How did I find myself here?

When my friend Thomas asked me what I thought about trying to complete the legendary 170km Tour du Mont Blanc (TMB) in 6 days, I happily (and blindly) volunteered. I loosely follow professional trail running, so I knew that the world’s best could complete the trail in under 20 hours — 6 days should be no problem!
As a lifelong connoisseur of Type 2 fun, I was also confident that even without proper training, I could always drag myself over the mountains using sheer willpower. In the end, that was technically true, but it wouldn’t have hurt to be better prepared for the immense physical and mental challenges that awaited me. Thankfully, the TMB’s ridiculous wealth of beauty was enough to give me the motivation I needed in my toughest moments.
What follows is the story of our journey—a testament to adventure, endurance, and the simple joys of exploring the world on two feet. Over six unforgettable days, my companions Thomas, Natalie and I traversed stunning alpine passes, navigated challenging terrain, overcame permanently wet socks, and found peace in the rugged simplicity of life on the Tour du Mont Blanc.
If you’d rather dive into the practical side of things, find out How to Build the Ultimate TMB Fastpacking Itinerary!
Day 1: Baptism by Altitude
We started our adventure with a quick breakfast before hopping on the morning bus from Saint-Gervais-les-Bains to Les Houches. By 9:00 a.m., we were taking pictures beneath the iconic archway marking the start of the Tour du Mont Blanc. The imposing summit of Mont Blanc towered directly above us, making a final attempt to intimidate us into going back home.
With a final adjustment of our packs, we set off running.

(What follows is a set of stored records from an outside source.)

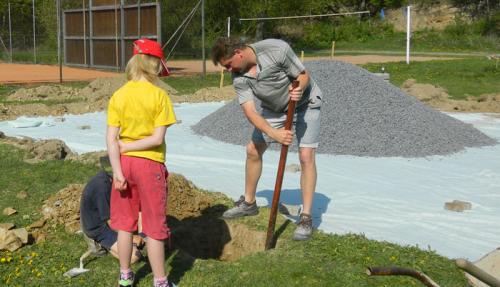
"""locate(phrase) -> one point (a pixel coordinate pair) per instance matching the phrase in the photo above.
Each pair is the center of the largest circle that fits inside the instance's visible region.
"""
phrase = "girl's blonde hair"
(143, 65)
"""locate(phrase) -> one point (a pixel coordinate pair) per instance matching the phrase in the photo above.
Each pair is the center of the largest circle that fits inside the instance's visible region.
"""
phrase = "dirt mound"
(39, 150)
(438, 98)
(64, 207)
(91, 98)
(44, 93)
(210, 94)
(193, 216)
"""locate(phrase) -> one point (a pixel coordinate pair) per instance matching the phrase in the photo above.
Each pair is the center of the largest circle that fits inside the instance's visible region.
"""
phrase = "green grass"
(327, 260)
(462, 78)
(39, 180)
(190, 84)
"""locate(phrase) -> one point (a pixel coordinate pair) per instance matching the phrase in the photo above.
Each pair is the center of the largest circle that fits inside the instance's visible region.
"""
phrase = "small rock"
(457, 205)
(37, 224)
(22, 234)
(22, 195)
(7, 226)
(293, 167)
(9, 211)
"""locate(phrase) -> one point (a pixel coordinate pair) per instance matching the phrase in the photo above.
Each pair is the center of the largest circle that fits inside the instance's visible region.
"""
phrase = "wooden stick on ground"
(426, 280)
(477, 272)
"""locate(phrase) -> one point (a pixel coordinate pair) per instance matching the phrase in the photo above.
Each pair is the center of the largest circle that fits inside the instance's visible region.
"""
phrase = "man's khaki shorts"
(306, 122)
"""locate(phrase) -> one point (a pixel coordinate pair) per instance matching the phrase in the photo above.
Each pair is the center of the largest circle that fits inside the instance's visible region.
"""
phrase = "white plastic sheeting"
(394, 199)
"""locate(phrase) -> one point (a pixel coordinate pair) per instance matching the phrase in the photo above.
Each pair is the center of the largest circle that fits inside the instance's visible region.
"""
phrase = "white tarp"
(394, 199)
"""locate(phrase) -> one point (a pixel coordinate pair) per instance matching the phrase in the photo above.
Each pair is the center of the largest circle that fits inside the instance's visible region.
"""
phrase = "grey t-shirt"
(277, 67)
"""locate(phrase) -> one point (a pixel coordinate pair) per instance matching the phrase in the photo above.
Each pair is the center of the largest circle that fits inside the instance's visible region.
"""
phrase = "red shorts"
(146, 192)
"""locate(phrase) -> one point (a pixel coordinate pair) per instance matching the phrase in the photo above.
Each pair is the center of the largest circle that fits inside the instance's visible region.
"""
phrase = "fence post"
(59, 38)
(91, 33)
(408, 32)
(34, 31)
(10, 35)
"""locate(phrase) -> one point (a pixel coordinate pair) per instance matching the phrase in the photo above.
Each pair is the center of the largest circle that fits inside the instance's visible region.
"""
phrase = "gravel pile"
(363, 116)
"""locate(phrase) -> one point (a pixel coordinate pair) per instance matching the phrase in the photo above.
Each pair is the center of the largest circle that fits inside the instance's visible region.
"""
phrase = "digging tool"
(73, 272)
(426, 280)
(279, 177)
(92, 249)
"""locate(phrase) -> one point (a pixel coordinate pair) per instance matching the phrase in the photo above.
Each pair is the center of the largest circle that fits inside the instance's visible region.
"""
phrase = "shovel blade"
(75, 272)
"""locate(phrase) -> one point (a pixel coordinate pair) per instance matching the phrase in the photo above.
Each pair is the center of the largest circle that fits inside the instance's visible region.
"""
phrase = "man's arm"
(280, 135)
(296, 93)
(152, 141)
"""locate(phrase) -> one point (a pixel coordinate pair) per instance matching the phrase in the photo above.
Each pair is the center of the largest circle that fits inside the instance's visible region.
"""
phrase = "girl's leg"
(156, 255)
(124, 249)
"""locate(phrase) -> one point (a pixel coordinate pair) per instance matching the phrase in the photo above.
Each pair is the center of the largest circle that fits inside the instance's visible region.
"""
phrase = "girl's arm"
(152, 141)
(119, 181)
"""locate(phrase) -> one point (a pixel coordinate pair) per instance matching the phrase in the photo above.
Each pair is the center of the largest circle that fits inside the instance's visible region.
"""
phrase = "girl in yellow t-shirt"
(138, 116)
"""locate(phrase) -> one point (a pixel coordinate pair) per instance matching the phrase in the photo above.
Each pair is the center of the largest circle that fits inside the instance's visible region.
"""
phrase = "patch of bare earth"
(56, 100)
(193, 216)
(438, 98)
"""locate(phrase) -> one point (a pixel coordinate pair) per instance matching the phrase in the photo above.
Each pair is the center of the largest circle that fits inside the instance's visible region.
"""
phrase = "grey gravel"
(362, 115)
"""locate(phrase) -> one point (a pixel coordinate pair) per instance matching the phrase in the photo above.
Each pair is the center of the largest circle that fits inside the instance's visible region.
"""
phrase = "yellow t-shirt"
(137, 108)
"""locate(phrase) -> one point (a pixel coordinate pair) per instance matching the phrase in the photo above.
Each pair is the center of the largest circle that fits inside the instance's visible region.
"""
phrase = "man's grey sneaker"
(304, 228)
(242, 208)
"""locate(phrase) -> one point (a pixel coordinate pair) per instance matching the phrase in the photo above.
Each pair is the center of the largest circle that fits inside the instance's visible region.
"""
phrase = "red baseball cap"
(153, 48)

The sunshine was excellent motivation as we quickly left the charming village behind. After ascending through some gently sloping farmland, we found ourselves marching up the grassy pistes of the local ski area. At Restaurant La fré mi near the top of the slopes, a breathtaking panorama of Mont Blanc was the reward for winning our first uphill battle.

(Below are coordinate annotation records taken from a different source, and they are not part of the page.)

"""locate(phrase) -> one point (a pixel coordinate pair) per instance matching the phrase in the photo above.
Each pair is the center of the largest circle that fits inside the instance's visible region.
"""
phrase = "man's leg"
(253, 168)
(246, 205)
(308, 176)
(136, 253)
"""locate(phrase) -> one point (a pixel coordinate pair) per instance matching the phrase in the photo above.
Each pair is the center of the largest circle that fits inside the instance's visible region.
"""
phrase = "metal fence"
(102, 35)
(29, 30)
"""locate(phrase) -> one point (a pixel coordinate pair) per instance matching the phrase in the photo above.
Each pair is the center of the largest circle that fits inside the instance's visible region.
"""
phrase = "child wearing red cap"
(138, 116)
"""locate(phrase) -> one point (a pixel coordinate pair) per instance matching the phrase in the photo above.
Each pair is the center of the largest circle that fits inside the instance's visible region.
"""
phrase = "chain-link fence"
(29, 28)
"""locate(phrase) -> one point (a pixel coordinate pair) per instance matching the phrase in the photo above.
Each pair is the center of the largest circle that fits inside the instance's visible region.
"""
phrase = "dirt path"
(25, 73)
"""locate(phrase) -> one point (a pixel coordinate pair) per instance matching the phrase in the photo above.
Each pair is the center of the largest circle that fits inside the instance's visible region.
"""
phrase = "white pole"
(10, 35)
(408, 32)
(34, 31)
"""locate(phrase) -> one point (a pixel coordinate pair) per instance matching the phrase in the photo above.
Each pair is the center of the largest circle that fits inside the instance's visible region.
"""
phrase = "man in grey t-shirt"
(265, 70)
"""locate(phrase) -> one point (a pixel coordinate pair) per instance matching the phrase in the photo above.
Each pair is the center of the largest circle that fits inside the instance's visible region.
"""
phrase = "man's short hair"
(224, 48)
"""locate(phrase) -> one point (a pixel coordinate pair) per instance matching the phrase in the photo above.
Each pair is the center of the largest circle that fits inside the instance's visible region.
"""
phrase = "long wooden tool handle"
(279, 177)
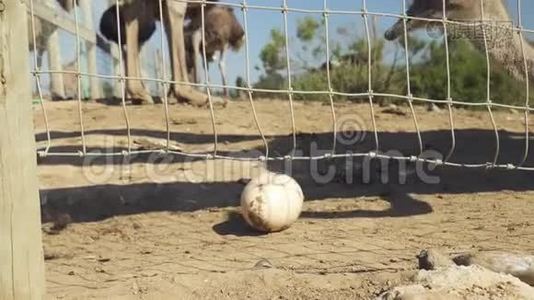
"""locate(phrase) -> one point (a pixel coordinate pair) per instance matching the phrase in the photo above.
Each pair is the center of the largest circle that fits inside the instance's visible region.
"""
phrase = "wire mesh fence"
(412, 13)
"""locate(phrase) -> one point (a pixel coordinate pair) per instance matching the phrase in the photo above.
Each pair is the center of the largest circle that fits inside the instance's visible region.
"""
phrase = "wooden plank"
(61, 20)
(21, 252)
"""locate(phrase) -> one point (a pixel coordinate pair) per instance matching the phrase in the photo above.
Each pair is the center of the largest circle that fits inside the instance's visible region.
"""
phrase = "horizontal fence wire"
(369, 96)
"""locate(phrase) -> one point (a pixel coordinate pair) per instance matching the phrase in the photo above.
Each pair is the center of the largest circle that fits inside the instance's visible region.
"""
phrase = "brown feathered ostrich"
(136, 15)
(504, 46)
(222, 30)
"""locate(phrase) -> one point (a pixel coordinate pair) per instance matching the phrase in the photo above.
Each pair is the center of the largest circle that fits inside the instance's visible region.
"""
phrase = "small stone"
(263, 264)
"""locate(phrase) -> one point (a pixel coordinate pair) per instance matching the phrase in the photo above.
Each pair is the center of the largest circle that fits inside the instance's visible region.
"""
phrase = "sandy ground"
(153, 226)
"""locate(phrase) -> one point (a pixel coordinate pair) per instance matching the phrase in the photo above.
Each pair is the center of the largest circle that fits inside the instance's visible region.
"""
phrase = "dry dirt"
(153, 226)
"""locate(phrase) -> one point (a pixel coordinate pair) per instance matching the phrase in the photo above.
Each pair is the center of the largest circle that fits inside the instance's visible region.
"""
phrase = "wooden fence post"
(21, 252)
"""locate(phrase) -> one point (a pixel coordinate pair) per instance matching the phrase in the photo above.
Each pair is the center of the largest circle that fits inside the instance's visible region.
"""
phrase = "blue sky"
(260, 23)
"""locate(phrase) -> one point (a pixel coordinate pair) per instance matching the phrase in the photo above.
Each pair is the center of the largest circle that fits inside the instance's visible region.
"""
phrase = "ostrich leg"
(222, 69)
(134, 87)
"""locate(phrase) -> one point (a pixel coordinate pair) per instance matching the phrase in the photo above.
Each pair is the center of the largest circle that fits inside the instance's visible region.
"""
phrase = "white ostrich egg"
(271, 202)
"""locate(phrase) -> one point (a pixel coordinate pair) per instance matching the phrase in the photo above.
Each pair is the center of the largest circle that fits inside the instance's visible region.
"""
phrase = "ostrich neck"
(504, 44)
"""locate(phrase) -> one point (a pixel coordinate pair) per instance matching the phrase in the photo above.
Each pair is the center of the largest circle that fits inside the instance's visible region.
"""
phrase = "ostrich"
(505, 47)
(137, 14)
(221, 30)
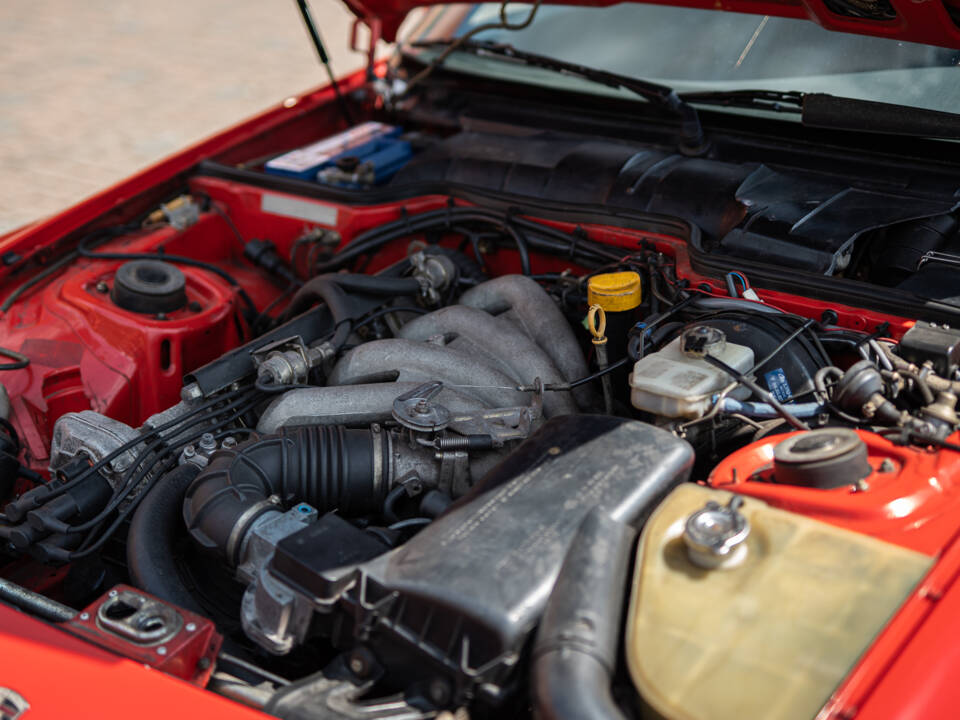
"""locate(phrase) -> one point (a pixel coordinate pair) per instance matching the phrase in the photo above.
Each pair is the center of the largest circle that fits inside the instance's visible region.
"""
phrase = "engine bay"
(405, 421)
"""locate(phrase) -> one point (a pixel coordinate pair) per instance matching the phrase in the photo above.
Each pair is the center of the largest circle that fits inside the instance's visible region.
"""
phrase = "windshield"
(704, 50)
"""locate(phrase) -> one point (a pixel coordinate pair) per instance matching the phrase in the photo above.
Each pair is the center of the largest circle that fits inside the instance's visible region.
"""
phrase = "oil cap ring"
(149, 287)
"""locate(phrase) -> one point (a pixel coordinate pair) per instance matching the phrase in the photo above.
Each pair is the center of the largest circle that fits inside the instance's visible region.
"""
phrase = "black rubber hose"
(376, 284)
(328, 467)
(331, 289)
(156, 525)
(575, 654)
(322, 289)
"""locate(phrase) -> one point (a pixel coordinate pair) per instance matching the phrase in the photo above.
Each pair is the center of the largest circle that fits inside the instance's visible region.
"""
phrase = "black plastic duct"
(575, 654)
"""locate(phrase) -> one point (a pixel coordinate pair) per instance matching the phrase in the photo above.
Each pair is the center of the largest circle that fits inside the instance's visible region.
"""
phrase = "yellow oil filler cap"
(614, 292)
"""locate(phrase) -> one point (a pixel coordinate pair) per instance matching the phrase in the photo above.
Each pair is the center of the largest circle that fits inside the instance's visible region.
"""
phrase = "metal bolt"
(439, 691)
(191, 392)
(360, 662)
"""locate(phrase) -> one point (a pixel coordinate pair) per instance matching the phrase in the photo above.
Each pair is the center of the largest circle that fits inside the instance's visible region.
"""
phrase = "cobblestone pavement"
(92, 90)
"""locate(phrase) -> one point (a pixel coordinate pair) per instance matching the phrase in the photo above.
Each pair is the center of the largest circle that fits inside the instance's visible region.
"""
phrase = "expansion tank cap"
(716, 535)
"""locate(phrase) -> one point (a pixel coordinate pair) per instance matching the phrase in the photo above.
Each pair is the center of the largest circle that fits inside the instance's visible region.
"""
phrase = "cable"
(131, 444)
(38, 278)
(562, 387)
(127, 511)
(544, 238)
(765, 395)
(134, 477)
(19, 360)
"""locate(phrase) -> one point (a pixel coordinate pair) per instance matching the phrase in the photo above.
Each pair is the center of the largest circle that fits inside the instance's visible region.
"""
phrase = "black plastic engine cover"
(459, 601)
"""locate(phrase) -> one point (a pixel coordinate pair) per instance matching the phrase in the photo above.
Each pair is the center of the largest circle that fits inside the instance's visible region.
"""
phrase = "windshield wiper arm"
(840, 113)
(692, 139)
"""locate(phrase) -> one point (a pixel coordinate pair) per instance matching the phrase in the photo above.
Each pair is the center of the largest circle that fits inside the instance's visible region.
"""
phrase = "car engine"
(416, 454)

From the top of the ski area we meandered down into the peaceful Bon-Nant (meaning ‘good-natured’) valley. Passing through tranquil forests and over mountain streams, we descended toward the major town in the valley, Les Contamines. Knowing this was the last proper settlement for a few days, we stuffed our packs with local cheese and salami.
Les Contamines sits at 1100m altitude, and from there we still had to tackle another 800m ascent before we could rest for the night. As we climbed, my hip flexors were protesting loudly and catching my breath was becoming more of a challenge. I started to realize that the Tour du Mont Blanc might be much more demanding than I’d imagined. Thankfully, the Refuge des Prés eventually came into view, nestled on a spectacular, isolated plateau. Grateful for hot showers, a few stretching sessions, and hearty food, we crashed into a well-deserved sleep.

Day 2: Full of Highs and Lows, Literally

At sunrise, we dragged our stiff bodies out of bed and onto the rocky trails ascending the Col du Bonhomme. After shaking off the morning haze, we were treated to jaw-dropping views and our first taste of alpine wilderness. Lingering patches of snow even provided some ammunition for a minor snowball fight.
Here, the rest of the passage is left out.